I managed a mangled "guh-uh-night," as I lay face buried in my pillow, still whimpering from the pain, shame, and anticipation of having to deal with my Dad the next day."

On the Monday following Memorial Day, I was allowed by my neighbour, Mr. Daniels, to sleep quite late – to almost 10:30. By the time I had showered, cleaned up, and dressed in my same work uniform of old, snug-fitting t-shirt, board shorts, and flip flops, the Daniels had a brunch ready for me. I ate it slowly, sitting with discomfort on my badly wounded rearend, feeling silently embarrassed about what had happened to me the night before.

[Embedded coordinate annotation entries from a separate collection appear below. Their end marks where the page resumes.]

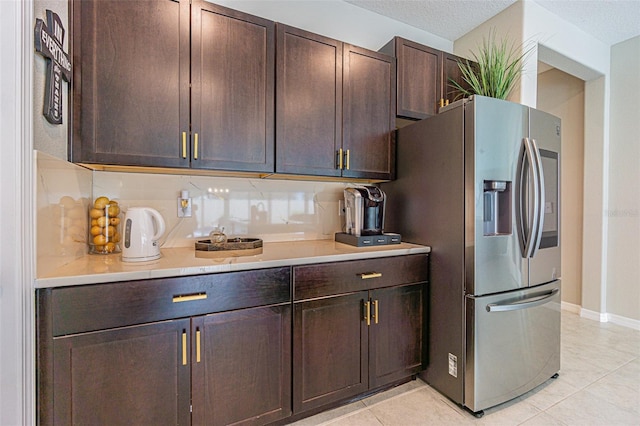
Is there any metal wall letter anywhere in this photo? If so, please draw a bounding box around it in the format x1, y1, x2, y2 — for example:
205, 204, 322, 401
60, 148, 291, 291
34, 9, 71, 124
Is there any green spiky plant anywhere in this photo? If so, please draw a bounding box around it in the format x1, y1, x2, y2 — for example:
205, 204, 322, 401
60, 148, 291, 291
449, 31, 534, 99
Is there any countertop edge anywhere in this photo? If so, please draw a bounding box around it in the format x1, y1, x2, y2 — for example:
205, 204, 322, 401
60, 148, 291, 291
34, 241, 431, 289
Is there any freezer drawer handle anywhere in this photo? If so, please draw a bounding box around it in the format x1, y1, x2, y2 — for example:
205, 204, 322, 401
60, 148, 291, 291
487, 288, 560, 312
360, 272, 382, 280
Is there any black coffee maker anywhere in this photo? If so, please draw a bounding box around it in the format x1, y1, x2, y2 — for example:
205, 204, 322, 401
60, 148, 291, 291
344, 185, 385, 237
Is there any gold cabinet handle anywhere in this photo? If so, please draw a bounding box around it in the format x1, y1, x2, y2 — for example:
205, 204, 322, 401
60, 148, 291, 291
182, 330, 187, 365
196, 328, 200, 362
193, 133, 198, 160
360, 272, 382, 280
173, 293, 207, 303
364, 300, 371, 325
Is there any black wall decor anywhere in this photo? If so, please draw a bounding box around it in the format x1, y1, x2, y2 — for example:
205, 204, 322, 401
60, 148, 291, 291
34, 9, 71, 124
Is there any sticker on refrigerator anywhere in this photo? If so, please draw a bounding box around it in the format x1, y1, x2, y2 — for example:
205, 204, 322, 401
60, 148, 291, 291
449, 354, 458, 377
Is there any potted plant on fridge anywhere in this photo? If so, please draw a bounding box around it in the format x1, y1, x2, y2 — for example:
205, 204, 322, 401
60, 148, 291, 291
449, 30, 534, 99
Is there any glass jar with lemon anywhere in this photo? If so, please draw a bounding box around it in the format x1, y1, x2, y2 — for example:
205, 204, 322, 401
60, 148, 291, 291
89, 197, 121, 254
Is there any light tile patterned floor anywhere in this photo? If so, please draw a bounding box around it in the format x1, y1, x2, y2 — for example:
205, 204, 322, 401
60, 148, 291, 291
294, 311, 640, 426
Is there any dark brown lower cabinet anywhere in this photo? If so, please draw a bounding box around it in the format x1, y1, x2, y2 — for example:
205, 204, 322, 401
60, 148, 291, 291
53, 319, 191, 425
293, 291, 369, 413
369, 284, 427, 388
293, 256, 427, 415
36, 267, 292, 426
191, 304, 291, 425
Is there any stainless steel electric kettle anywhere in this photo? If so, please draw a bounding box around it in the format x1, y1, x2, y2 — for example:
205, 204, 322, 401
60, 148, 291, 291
122, 207, 165, 262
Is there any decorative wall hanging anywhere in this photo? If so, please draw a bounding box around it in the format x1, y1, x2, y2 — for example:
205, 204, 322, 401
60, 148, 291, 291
34, 9, 71, 124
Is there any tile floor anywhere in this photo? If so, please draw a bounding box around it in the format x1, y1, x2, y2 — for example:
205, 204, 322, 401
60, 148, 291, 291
294, 311, 640, 426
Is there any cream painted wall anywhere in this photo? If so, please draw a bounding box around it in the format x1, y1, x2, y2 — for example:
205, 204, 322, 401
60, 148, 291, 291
213, 0, 453, 52
537, 69, 584, 306
605, 37, 640, 322
454, 1, 610, 320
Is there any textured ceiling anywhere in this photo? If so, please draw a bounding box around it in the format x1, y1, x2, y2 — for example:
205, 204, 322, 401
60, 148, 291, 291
345, 0, 640, 45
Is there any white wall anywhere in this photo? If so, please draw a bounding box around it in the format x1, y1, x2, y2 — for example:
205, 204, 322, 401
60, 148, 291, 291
606, 37, 640, 324
0, 1, 35, 425
212, 0, 453, 52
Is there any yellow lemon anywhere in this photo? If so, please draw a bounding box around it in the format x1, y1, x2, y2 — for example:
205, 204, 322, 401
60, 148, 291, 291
89, 209, 104, 219
93, 234, 107, 246
108, 204, 120, 217
93, 197, 109, 209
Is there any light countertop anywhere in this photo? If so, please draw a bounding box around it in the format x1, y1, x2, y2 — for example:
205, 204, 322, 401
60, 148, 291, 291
35, 240, 431, 288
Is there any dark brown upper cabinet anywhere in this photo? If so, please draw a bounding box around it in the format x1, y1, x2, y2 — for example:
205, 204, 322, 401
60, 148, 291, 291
70, 0, 275, 172
276, 24, 395, 180
70, 0, 190, 167
191, 1, 275, 172
276, 24, 342, 176
380, 37, 476, 120
342, 44, 396, 180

After the brunch, Mr. Daniels suggested I go over and check my work, to make sure there was no area that needed more finishing; and after that try to tidy up my house for my parents. Anxious to get away from my neighbours anyway, I followed his advice, and headed over to my house to conduct a careful and scrutinizing inspection of the ice house, deck, and dock, got out the cans of finish and brushes, and began completing the final applications on the rest of the deck and dock.

Before 4 p.m., I was done and everything was drying. Again I swung repeatedly over and into the lake, letting the cool water soothe my weary, battered butt. The Daniels both came over to see my handiwork and told me dinner would be at 5 p.m., so I hurried back to their house, cleaned up and changed clothes, and joined them for another delicious meal.